The data elaboration phases in a Data Lake
The difference between Data Lake and Data Warehouse
Unlike Data Lakes, in Data Warehouses the data is modeled before being stored, resulting in the data not being able to take full advantage of its value. In a Data Warehouses, the underlying model requires that the data be all structured, resulting in the need for processing of the data before it is written to storage through a process that is called “schema on write.”
This process that transforms data is often complex and time-consuming, prevents its immediate capture and requires hardware infrastructure specific to this type of storage that, in most cases, is more expensive than the one used in Data Lakes.
Access to data from a Data Lake allows data to be analyzed as is and without the need to move it from one system to another, performing processing directly on the repository. In order to make the data usable at all times, it requires continuous governance to prevent it from becoming inaccessible, cumbersome, expensive and, as a result, useless (data swamp). In terms of architecture, Data Lakes use a flat structure and are highly scalable, which becomes a key point of differentiation from the Data Warehouse, where traditional storage systems do not offer this kind of scalability. In fact, when creating a Data Lake, the volume of data that will be stored is not known in advance, and this requires infrastructure that can scale easily and quickly.

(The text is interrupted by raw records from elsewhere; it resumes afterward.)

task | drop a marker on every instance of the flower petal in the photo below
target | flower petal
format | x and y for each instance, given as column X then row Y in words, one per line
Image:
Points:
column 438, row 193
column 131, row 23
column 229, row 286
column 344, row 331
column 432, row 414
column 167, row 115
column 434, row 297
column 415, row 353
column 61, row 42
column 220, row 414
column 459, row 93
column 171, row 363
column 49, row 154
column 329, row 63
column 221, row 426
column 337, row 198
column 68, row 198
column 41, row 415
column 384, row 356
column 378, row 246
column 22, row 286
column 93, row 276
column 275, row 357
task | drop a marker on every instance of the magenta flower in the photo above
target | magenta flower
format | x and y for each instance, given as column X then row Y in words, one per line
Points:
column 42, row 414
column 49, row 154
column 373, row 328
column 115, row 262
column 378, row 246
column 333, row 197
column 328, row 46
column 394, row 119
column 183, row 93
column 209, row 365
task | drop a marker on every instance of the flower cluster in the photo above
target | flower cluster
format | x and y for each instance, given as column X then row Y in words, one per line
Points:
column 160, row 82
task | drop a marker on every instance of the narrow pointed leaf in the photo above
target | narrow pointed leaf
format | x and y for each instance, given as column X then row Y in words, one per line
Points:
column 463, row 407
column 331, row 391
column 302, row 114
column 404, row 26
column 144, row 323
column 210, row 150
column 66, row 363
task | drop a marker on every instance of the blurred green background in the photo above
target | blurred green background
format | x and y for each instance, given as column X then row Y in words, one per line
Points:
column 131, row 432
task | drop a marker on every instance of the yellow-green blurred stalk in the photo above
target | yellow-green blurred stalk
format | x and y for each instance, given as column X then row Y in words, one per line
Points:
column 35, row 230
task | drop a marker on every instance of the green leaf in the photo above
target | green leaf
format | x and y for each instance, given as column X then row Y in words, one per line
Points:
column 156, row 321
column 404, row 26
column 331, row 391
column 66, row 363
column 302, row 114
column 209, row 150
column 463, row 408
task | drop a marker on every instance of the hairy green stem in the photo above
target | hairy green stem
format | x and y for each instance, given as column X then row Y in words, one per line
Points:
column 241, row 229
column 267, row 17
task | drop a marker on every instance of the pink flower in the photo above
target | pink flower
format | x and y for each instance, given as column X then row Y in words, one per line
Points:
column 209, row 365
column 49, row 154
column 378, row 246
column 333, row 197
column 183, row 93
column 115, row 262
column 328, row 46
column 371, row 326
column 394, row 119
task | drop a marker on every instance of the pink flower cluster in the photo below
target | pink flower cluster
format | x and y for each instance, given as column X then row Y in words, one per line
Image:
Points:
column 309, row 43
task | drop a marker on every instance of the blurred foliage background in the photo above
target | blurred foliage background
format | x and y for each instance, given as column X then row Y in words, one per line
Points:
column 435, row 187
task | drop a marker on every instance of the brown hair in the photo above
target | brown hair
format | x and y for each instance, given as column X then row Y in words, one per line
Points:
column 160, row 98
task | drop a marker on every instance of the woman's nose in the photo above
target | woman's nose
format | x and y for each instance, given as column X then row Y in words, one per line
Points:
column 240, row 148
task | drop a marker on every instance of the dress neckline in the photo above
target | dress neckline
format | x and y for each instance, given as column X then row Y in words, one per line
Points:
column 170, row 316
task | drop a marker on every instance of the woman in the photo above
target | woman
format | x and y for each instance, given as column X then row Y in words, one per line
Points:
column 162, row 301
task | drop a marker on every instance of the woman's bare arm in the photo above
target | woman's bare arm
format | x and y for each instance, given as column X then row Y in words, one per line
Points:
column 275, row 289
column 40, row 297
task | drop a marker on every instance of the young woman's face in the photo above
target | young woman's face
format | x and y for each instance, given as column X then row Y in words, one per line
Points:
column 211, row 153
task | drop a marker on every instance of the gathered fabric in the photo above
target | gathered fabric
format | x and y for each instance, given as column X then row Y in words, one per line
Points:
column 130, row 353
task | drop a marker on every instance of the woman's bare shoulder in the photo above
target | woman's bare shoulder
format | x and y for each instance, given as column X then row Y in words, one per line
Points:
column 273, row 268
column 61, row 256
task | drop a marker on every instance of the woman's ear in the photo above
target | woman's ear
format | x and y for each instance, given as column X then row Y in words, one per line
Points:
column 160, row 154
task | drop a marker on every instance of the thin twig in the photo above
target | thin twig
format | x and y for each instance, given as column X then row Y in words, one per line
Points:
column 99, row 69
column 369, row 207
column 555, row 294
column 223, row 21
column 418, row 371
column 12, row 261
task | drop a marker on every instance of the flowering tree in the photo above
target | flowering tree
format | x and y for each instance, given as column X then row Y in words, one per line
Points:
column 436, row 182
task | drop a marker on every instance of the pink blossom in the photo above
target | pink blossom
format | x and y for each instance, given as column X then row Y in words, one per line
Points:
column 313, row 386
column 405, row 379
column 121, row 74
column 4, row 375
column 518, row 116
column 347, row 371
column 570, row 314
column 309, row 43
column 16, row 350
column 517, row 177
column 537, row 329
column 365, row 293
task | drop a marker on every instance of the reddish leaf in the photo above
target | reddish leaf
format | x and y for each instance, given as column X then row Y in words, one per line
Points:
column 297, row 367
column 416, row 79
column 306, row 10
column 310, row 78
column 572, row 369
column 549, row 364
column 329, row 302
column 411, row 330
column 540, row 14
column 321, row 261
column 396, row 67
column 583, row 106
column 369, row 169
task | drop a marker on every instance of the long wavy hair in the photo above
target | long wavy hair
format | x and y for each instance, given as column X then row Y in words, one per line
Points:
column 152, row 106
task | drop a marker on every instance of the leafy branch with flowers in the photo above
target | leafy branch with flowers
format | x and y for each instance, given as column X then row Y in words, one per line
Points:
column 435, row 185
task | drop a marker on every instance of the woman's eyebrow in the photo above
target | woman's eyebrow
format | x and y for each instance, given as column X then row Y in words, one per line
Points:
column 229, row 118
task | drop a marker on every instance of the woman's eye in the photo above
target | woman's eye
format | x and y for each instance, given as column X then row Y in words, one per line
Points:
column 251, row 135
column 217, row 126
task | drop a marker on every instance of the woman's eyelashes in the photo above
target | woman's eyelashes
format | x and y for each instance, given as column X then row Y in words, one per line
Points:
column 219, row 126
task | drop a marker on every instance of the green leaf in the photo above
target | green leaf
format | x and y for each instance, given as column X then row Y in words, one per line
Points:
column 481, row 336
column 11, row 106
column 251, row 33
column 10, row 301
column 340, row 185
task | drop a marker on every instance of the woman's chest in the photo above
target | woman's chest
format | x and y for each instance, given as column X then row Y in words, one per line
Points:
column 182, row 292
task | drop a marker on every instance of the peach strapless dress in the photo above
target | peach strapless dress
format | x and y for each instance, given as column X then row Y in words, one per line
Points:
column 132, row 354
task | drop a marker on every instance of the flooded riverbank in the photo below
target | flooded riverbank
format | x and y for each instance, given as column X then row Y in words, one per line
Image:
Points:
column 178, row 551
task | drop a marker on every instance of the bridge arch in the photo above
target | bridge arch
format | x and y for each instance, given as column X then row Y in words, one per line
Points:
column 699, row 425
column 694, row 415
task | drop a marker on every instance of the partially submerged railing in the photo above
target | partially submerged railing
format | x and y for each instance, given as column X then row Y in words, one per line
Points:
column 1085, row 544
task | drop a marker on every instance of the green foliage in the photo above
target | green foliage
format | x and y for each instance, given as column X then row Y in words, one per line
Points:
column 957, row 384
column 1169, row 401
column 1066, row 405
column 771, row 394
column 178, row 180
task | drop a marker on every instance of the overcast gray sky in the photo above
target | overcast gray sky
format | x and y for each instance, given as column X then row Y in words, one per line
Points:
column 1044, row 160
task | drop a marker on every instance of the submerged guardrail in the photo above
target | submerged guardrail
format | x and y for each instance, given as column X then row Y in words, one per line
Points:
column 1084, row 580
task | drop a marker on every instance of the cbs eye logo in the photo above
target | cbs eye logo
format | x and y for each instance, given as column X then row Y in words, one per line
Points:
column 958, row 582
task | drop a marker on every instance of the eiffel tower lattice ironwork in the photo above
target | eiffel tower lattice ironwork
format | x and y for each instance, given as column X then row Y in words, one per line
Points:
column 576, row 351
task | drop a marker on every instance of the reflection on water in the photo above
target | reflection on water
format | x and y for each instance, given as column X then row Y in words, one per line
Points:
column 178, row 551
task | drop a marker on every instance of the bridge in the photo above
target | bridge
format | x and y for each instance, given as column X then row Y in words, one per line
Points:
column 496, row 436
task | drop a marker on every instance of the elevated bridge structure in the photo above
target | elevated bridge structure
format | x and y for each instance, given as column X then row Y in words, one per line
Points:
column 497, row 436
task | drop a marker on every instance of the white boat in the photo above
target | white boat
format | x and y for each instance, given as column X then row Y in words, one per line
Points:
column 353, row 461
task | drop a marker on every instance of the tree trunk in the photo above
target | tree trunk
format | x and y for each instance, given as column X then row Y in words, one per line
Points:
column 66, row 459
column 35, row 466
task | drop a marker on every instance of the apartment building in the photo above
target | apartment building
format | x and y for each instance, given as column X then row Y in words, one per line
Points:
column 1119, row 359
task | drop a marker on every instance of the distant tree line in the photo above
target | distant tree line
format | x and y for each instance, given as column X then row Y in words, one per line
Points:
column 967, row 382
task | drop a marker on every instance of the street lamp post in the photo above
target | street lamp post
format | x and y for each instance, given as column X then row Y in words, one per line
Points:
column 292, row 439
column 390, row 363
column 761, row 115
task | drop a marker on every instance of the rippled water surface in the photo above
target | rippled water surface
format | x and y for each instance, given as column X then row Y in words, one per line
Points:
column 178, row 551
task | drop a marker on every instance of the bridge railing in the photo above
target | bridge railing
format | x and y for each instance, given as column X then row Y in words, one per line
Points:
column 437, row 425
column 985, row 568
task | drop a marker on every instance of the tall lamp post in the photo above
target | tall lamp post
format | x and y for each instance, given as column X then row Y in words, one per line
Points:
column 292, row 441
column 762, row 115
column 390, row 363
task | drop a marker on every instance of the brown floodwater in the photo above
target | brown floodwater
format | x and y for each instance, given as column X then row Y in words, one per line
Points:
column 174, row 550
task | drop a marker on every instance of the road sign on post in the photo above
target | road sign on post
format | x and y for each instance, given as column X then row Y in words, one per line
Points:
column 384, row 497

Data Lake | Data Warehouse | |
---|---|---|
Data | Native format, structured, semi-structured and non structured | Elaborated and structured |
Schema | Written in the reading and data analisys (schema on read) | Designed in repository building phase (schema on write) |
Data Quality | Cured and raw data (not elaborated) | Cured and refined (elaborated) |
Storage | Limited costs | faster queries based on a more expensive storage and high integration costs |
Purpose | Defined or to be defined for a future use | defined |
Data Lake advantages
Data lakes allow you to expand the information sets you have access to. Data are collected from multiple sources and moved into the Data Lake in their original format, saving considerable time in defining data structures, schemas, and transformations. In addition, Data Lakes allow users with different organizational roles (data scientists, data developers, and business analysts) to access data by choosing their own analytical tools and frameworks.
Then there are numerous ways to query and analyze data, making them optimal for Modern BI applications, Machine Learning Operations, as well as for Visual Analytics operations and making enterprise projects in Artificial Intelligence operational and productive.
Storage costs are reduced because, compared with a traditional or Data Warehouse system, it is not necessary to predict in advance all future uses and methods of data access. The system can thus grow and scale as needed with significant savings in infrastructure costs and time required for data consolidation.